Senate Blocks McCain Bid To Raise Auto-Safety Law
                    October 9, 2000

                    By a WALL STREET JOURNAL Staff Reporter

                    WASHINGTON -- The Senate continued to block Sen. John McCain (R.,
                    Ariz.) from bringing up auto-safety legislation prompted by the
                    Firestone tire recall.

                                         The Senate Commerce Committee, chaired by
                                         Mr. McCain, unanimously approved a bill that
                                         would require the auto industry to report more
                                         information on potential safety problems and
                                         would impose jail sentences on executives who
                    knowingly approve the sale of defective products that result in death or
                    injury. But several senators exercised their right under the chamber's
                    rules to block a floor vote.

                    The House is working on its version of the legislation. A vote in the full
                    House is expected early next week. If senators don't remove their
                    holds, the Senate won't get a chance to take up any version of the bill.

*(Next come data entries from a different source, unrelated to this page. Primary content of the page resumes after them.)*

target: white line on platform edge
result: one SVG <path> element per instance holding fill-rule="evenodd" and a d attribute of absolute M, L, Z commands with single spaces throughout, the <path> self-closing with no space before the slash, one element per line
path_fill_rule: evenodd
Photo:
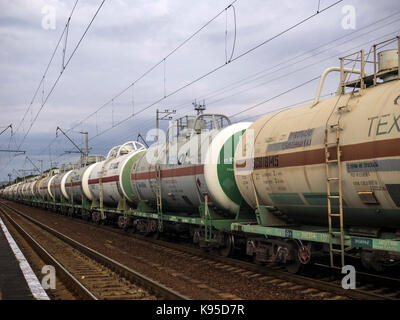
<path fill-rule="evenodd" d="M 21 252 L 18 245 L 15 243 L 13 237 L 11 236 L 10 232 L 8 231 L 6 225 L 4 224 L 1 218 L 0 218 L 0 225 L 1 228 L 3 229 L 4 235 L 6 236 L 8 243 L 10 244 L 12 251 L 14 252 L 15 257 L 19 261 L 19 266 L 26 279 L 29 289 L 32 292 L 32 295 L 35 297 L 36 300 L 50 300 L 46 291 L 44 291 L 42 285 L 40 284 L 39 279 L 36 277 L 31 266 L 26 260 L 24 254 Z"/>

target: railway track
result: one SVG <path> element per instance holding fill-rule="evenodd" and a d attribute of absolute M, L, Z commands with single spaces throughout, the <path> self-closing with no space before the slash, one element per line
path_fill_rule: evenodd
<path fill-rule="evenodd" d="M 193 260 L 193 263 L 201 261 L 238 277 L 261 281 L 285 290 L 295 290 L 301 294 L 307 294 L 320 299 L 400 299 L 400 281 L 395 278 L 357 273 L 357 288 L 344 290 L 341 286 L 341 279 L 344 275 L 334 272 L 326 266 L 316 265 L 305 275 L 291 274 L 283 271 L 282 268 L 267 268 L 247 261 L 205 253 L 200 249 L 187 245 L 126 233 L 123 230 L 110 226 L 95 225 L 80 219 L 75 219 L 74 221 L 80 224 L 91 225 L 100 230 L 133 237 L 135 241 L 143 244 L 151 243 L 155 249 L 167 252 L 170 256 L 185 260 L 190 259 Z"/>
<path fill-rule="evenodd" d="M 0 213 L 77 299 L 187 299 L 3 202 Z"/>
<path fill-rule="evenodd" d="M 96 227 L 101 228 L 100 226 Z M 211 263 L 216 263 L 216 267 L 234 274 L 258 278 L 261 281 L 276 284 L 278 287 L 292 288 L 302 293 L 321 297 L 321 299 L 400 300 L 400 280 L 396 278 L 357 272 L 356 289 L 344 290 L 341 285 L 344 275 L 325 265 L 312 266 L 304 275 L 292 274 L 284 271 L 283 267 L 259 266 L 252 262 L 204 253 L 199 249 L 181 244 L 145 238 L 136 234 L 132 236 L 140 241 L 165 247 L 170 254 L 181 256 L 184 252 L 185 258 L 208 259 Z"/>

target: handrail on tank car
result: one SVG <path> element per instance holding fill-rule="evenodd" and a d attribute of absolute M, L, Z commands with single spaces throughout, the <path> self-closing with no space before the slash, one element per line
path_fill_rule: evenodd
<path fill-rule="evenodd" d="M 321 79 L 319 80 L 319 84 L 318 84 L 317 94 L 315 95 L 315 99 L 314 99 L 313 104 L 311 105 L 311 108 L 318 104 L 319 99 L 321 97 L 321 91 L 322 91 L 322 87 L 324 86 L 326 76 L 333 71 L 341 72 L 341 68 L 340 67 L 331 67 L 331 68 L 326 69 L 322 73 Z M 348 73 L 361 74 L 360 70 L 353 70 L 350 68 L 344 68 L 343 72 L 345 73 L 345 77 L 347 76 Z"/>
<path fill-rule="evenodd" d="M 128 146 L 132 146 L 132 147 L 131 147 L 131 148 L 127 148 Z M 118 153 L 117 153 L 117 157 L 121 155 L 121 153 L 122 153 L 122 151 L 123 151 L 124 149 L 128 149 L 128 153 L 129 153 L 129 152 L 131 152 L 131 151 L 146 150 L 146 147 L 145 147 L 142 143 L 140 143 L 140 142 L 138 142 L 138 141 L 128 141 L 128 142 L 125 142 L 125 143 L 119 148 Z"/>
<path fill-rule="evenodd" d="M 228 122 L 228 126 L 231 125 L 231 120 L 224 114 L 219 114 L 219 113 L 204 113 L 204 114 L 199 114 L 196 119 L 194 119 L 194 123 L 193 123 L 193 131 L 191 136 L 196 134 L 196 125 L 197 125 L 197 121 L 199 121 L 202 118 L 205 117 L 211 117 L 212 122 L 214 124 L 214 128 L 215 129 L 219 129 L 219 128 L 223 128 L 223 119 L 226 119 L 226 121 Z M 219 126 L 218 121 L 217 121 L 217 117 L 220 118 L 221 121 L 221 126 Z"/>
<path fill-rule="evenodd" d="M 119 150 L 120 147 L 121 147 L 121 145 L 112 147 L 112 148 L 110 149 L 110 151 L 108 151 L 106 159 L 109 159 L 109 158 L 113 157 L 113 155 L 116 154 L 116 153 L 118 152 L 117 150 Z"/>
<path fill-rule="evenodd" d="M 112 147 L 108 152 L 106 159 L 116 158 L 120 156 L 124 150 L 127 150 L 129 153 L 131 151 L 146 150 L 146 147 L 138 141 L 127 141 L 123 145 Z"/>
<path fill-rule="evenodd" d="M 200 120 L 201 118 L 204 118 L 204 117 L 211 117 L 212 118 L 212 123 L 213 123 L 213 126 L 214 126 L 214 128 L 223 128 L 224 127 L 224 125 L 223 125 L 223 119 L 226 119 L 227 120 L 227 123 L 228 123 L 228 126 L 229 125 L 231 125 L 231 120 L 227 117 L 227 116 L 225 116 L 225 115 L 223 115 L 223 114 L 218 114 L 218 113 L 205 113 L 205 114 L 199 114 L 199 115 L 197 115 L 194 119 L 193 119 L 193 128 L 188 128 L 188 121 L 189 121 L 189 117 L 188 116 L 186 116 L 185 118 L 186 118 L 186 128 L 188 128 L 189 130 L 191 130 L 191 131 L 189 131 L 189 133 L 190 133 L 190 135 L 187 135 L 188 137 L 192 137 L 193 135 L 195 135 L 195 134 L 197 134 L 198 133 L 198 131 L 196 130 L 196 126 L 197 126 L 197 121 L 198 120 Z M 220 119 L 217 119 L 217 117 L 219 117 Z M 182 118 L 181 118 L 182 119 Z M 191 119 L 190 119 L 191 120 Z M 220 121 L 221 122 L 221 125 L 219 125 L 218 124 L 218 121 Z M 179 129 L 181 129 L 182 127 L 184 127 L 184 125 L 182 125 L 182 123 L 179 123 L 179 120 L 178 120 L 178 122 L 177 123 L 173 123 L 172 125 L 170 125 L 168 128 L 167 128 L 167 130 L 166 130 L 166 133 L 165 133 L 165 143 L 168 143 L 168 141 L 170 141 L 170 135 L 169 135 L 169 133 L 170 133 L 170 131 L 171 130 L 173 130 L 174 128 L 177 128 L 177 138 L 178 138 L 178 136 L 181 134 L 181 130 L 179 130 Z M 174 140 L 174 136 L 172 137 L 172 140 Z"/>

                    Mr. McCain chastised opponents for not identifying themselves and
                    accused them of caving into auto-industry lobbyists. Auto groups say
                    Mr. McCain's bill is "defective legislation" that would criminalize legitimate
                    engineering-design decisions. They support a provision of the House bill
                    that would allow company officials to avoid criminal prosecution if they
                    correct any misleading reports to the government "within a reasonable
                    time," but Mr. McCain calls that "a loophole."